{question}
Why isn’t my auto_increment column sequential?
{question}
{answer}
The auto_increment
values in sharded tables in SingleStore are range-partitioned by the aggregator, in order to ensure fast performance.
One of the inherent challenges in designing a high-performance distributed database is ensuring the uniqueness of data (such as primary keys or auto-incrementing values). This is because uniqueness is a global property
: a unique data value on one particular node in the database that cannot overlap with other data on any node. When inserting unique values, this would create potentially significant performance degradation if every node had to query every other node in the cluster in order to guarantee uniqueness.

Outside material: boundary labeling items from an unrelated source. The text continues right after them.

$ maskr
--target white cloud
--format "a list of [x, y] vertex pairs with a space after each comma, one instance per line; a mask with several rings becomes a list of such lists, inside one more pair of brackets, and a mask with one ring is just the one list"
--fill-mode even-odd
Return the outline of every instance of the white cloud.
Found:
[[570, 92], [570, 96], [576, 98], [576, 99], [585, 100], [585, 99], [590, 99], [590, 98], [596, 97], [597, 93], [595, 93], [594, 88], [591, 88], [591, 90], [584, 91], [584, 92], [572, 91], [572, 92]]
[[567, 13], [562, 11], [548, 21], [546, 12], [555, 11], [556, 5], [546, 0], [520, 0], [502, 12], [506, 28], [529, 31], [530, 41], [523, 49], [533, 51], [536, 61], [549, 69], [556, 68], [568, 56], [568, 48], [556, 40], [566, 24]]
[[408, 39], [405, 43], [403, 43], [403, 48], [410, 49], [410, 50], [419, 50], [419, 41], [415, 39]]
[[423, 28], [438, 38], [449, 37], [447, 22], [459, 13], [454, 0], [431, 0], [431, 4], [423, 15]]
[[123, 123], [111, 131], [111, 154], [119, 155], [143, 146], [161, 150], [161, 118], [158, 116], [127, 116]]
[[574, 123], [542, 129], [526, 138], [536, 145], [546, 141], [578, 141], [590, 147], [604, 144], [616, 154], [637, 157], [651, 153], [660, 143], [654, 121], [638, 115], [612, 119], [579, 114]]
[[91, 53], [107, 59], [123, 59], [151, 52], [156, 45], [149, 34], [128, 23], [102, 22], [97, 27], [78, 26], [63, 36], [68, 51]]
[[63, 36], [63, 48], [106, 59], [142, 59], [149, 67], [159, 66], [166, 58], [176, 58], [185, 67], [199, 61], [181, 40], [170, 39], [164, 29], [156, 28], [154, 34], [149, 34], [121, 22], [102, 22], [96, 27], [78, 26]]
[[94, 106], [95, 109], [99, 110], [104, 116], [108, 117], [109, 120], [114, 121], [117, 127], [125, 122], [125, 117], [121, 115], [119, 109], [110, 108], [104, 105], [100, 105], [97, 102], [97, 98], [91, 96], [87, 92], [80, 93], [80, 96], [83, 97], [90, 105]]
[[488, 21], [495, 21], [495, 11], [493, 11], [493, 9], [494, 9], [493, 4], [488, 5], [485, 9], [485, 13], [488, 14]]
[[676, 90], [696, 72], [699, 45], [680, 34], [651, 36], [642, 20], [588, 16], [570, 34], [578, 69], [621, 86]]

SingleStore avoids this issue with auto_increment
data by keeping track of the unique auto_increment
value on the aggregator node on which the insert is performed. This saves the leaf nodes from having to do any work to ensure uniqueness, because it is guaranteed by the aggregator beforehand. However, since a cluster may have multiple aggregators that "do not know" about each other's auto_increment
values, the range of auto_increment
values used by each aggregator is partitioned to eliminate the possibility of inserts on different aggregators attempting to generate the same auto_increment
value.
In practice, this is implemented by requiring a BIGINT data type for auto_increment
tables, and then using the high 14 bits to encode an aggregator ID and the bottom 50 bits for the actual auto_increment
value. The latter still allows 1,125,899,906,842,622 (about 10^15) unique values for each aggregator, and is why the value will appear to "jump around" when using multiple aggregators for inserts (the master aggregator will use values from 1 to 1125899906842623, the first child aggregator from 1125899906842624 to 2251799813685246, etc).
A notable exception to this behavior is in Reference tables, which are not sharded and so exhibit "normal" auto_increment
behavior.
{answer}